The lessons are already bleeding back into production. “What took us three years of dyno and road testing to sort out,” Reeves says, “we resolved in the first two months of racing. Racing pushes everything—temperatures, tension, tolerances.” With these new innovations, the KRGT-1 will evolve into the KRGT-2. Even the race machine will appear in a limited run, carrying what was learned at speed.
Racing hasn’t replaced ARCH’s core business—it’s feeding it. Client bikes are still moving through the shop, still measured and spec’d and argued over in the design room. The race program just forces every idea to prove itself faster. Now they know where they need to improve: powerplant, suspension, ergonomics.
“[Competitors] want to beat us,” Reeves says. “They’re already talking about ‘ARCH killers.’”
Hollinger is more blunt about race readiness.
“The race isn’t changing,” he says. “It happens when it happens. You’re either ready or you’re not. And you’re never as ready as you think you are.”
Sarah Delia/Obsidian Photo
MOTOAMERICA IS ONE PROVING ground. It’s not the only one on Reeves’ mind. Looming beyond is the Isle of Man TT—an annual, prestigious motorcycle road race on the 37.73-mile Snaefell Mountain Course.
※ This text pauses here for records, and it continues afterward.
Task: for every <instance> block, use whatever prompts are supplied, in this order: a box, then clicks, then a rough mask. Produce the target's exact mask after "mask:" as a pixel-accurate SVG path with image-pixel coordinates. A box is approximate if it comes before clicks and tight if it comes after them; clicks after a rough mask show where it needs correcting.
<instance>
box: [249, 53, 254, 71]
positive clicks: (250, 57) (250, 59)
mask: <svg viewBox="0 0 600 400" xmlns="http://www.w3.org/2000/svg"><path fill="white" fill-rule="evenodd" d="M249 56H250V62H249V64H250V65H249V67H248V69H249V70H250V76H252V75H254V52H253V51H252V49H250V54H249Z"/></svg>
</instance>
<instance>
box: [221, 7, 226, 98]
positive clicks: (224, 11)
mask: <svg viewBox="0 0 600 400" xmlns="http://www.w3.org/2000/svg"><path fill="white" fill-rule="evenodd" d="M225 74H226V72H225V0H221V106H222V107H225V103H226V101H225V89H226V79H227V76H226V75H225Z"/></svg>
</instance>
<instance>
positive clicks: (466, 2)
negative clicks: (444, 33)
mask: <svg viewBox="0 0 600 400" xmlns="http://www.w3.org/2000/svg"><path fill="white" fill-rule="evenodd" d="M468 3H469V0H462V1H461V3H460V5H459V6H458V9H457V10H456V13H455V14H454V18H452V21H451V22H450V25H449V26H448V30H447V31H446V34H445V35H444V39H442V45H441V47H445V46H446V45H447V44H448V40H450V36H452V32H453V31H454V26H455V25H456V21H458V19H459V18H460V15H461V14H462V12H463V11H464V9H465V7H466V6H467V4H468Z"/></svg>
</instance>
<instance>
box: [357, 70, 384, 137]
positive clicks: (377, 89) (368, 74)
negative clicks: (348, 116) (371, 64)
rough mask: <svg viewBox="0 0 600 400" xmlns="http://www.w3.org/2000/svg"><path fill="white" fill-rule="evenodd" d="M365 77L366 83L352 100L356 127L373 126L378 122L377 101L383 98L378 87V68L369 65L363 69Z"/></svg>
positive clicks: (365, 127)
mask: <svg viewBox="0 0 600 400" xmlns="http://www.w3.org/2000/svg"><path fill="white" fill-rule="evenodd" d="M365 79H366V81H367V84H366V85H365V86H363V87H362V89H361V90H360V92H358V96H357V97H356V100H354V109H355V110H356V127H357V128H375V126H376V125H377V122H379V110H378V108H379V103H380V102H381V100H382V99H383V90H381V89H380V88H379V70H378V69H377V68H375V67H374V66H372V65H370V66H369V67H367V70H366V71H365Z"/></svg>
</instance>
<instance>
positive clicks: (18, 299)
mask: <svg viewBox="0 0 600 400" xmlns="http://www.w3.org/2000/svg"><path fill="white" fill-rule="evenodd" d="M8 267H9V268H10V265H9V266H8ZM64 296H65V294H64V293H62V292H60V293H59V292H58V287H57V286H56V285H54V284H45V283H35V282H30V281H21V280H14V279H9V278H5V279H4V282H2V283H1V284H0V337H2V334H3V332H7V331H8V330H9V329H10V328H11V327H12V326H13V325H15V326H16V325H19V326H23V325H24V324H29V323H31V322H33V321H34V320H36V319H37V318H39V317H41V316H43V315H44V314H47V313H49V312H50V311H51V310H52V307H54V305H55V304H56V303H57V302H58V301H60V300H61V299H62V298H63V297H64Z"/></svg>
Since 1907, riders have competed in time trials on closed public roads reaching speeds exceeding 200 mph through narrow streets. It’s one of the most challenging and deadliest motorsport events in the world.
ARCH had come close once. The team had technical approval cleared, but politics and logistics stalled their access. The Isle of Man is the purest version of that question: How much truth do you really want and how fast?
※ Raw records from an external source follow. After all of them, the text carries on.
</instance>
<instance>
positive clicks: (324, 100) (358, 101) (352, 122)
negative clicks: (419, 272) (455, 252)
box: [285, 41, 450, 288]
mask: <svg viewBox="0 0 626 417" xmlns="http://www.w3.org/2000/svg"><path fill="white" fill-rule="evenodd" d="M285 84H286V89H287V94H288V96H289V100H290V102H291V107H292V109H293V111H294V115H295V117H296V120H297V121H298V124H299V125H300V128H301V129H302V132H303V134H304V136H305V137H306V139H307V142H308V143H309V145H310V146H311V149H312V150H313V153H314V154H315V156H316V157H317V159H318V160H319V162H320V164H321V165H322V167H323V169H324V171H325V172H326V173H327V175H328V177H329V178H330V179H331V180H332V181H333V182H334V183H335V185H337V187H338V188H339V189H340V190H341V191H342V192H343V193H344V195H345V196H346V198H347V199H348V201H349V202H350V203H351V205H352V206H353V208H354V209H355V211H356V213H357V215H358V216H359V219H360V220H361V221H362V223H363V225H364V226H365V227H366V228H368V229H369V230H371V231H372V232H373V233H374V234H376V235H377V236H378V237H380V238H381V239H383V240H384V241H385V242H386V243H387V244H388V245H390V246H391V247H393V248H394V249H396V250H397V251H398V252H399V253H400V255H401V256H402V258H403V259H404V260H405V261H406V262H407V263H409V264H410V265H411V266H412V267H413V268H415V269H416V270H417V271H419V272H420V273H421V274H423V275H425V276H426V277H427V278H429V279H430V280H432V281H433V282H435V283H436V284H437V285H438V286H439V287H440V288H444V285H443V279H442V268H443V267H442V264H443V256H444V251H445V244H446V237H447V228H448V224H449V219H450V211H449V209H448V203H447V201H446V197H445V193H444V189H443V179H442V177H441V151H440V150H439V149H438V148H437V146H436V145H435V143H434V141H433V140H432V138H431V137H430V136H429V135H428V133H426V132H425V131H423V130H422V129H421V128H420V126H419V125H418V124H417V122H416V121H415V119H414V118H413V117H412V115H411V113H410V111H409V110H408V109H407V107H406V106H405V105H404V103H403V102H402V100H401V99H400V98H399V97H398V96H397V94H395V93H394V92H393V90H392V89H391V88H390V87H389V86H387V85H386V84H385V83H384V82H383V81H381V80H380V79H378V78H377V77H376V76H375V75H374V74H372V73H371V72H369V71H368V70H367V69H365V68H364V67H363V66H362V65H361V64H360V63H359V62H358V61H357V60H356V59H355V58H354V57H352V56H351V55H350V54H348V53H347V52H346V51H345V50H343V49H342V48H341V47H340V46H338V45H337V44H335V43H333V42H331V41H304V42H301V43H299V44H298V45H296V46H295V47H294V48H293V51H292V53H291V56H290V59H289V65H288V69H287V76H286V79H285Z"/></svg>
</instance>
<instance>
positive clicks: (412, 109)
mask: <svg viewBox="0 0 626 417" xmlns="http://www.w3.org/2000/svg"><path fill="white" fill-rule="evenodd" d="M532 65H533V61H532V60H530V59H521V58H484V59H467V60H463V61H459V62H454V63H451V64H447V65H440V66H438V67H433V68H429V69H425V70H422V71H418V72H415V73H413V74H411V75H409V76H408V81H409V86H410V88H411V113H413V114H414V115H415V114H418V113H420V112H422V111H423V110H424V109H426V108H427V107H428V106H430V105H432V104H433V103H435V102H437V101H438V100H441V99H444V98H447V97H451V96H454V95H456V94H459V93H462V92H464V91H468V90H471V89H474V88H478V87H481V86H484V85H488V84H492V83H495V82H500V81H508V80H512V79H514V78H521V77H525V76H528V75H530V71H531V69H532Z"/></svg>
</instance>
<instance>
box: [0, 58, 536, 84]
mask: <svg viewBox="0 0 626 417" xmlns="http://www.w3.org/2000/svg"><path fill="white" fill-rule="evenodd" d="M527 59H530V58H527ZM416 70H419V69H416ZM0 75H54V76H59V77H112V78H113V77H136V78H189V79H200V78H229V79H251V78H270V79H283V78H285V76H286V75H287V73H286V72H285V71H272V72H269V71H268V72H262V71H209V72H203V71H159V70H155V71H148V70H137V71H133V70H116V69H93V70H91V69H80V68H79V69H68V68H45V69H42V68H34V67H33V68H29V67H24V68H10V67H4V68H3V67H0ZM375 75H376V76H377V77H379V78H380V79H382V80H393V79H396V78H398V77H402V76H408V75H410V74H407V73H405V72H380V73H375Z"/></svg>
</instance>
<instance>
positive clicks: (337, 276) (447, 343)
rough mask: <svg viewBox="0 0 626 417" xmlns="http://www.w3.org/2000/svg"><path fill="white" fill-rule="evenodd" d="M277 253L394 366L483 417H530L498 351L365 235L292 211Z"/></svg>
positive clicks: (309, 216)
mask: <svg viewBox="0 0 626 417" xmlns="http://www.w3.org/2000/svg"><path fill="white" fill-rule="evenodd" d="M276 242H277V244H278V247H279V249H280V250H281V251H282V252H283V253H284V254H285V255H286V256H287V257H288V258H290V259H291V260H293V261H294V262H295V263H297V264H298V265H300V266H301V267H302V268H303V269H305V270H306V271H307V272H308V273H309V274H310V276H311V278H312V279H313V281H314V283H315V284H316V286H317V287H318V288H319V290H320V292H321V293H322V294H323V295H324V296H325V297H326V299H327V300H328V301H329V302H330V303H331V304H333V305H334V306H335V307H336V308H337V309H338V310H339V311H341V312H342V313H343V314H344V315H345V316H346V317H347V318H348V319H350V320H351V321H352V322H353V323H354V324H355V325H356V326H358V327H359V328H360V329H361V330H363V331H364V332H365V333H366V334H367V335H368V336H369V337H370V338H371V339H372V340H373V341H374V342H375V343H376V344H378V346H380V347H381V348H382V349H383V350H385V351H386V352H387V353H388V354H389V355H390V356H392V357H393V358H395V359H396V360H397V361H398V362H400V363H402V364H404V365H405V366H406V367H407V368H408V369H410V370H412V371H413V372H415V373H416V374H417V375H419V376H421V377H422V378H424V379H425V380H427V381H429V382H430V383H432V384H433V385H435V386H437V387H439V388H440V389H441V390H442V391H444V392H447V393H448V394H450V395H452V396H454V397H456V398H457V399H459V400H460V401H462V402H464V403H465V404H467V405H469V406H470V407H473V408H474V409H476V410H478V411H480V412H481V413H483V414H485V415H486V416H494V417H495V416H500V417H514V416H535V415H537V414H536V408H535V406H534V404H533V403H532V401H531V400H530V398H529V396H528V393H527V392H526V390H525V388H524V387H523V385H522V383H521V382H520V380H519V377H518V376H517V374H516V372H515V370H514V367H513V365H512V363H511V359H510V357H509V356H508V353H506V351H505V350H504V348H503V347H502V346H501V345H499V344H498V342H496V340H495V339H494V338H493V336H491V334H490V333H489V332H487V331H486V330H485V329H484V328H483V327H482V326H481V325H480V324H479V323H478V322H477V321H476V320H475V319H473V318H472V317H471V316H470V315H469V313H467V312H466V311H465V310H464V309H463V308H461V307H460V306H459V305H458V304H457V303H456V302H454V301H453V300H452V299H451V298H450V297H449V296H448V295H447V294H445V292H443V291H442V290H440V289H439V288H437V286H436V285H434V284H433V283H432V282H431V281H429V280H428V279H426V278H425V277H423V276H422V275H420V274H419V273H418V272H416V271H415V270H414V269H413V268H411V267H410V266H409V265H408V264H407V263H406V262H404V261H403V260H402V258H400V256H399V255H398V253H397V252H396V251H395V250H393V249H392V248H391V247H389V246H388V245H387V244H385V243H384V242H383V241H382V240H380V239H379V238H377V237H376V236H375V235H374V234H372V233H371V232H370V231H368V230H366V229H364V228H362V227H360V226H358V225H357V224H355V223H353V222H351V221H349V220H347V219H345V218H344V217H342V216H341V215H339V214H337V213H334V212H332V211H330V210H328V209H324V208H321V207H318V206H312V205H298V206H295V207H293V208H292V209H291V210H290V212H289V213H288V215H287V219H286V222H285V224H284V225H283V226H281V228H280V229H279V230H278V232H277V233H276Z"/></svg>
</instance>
“Come on,” Reeves says, turning to Hollinger. “Why can’t we?” Hollinger smiles. He’s heard this before.
“Maybe in ’27.”
“Hurry up,” Reeves teases.
It’s a familiar dynamic. Reeves wants horizon. Hollinger calibrates risk. ARCH lives in that tension.
When I ask Reeves about legacy, he answers plainly.
“I hope,” he says, “that someday someone opens a book of great motorcycles and gives us a nod. Maybe they’ve got an ARCH in their garage.”
Hollinger thinks structurally—design language and systems that endure beyond founders. He wants the company to survive without losing its spine.
“We’re the biggest little motorcycle company,” he says.
The film crew is waiting. Microphones are being checked. The shop has transformed from workshop to set.
Before we wrap, I ask Reeves if he still rides often.
Sarah Delia/Obsidian Photo
“Yeah. Any chance I get—road or track.”
Why keep doing it? Fame doesn’t suspend gravity. It doesn’t protect bone. I ask if riding motorcycles makes him feel more alive—or more aware of mortality. He told me earlier he isn’t a speed demon—“Captain Casual,” he calls himself—just someone who loves it enough to keep running the math.
Reeves lifts his shirt. A vertical scar runs down his abdomen. He lowers the fabric and pulls up his pant leg. Another scar traces his shin and ankle. He casually mentions cracked teeth, a ruptured spleen—evidence of what he calls “incidents.”
“I look at riding motorcycles from a cost-benefit perspective,” he says. “You consider the danger. The consequences. Then you ask yourself, ‘How do I want to live?’”
He doesn’t romanticize it.
“I understand the cost. I see the benefit. And I choose the benefit.”
The six-part docuseries Hooligans: The ARCH Racing Project with Keanu Reeves and Gard Hollinger is set to make its debut this summer on the MotoAmericaTV channel, exclusively on Samsung TV Plus.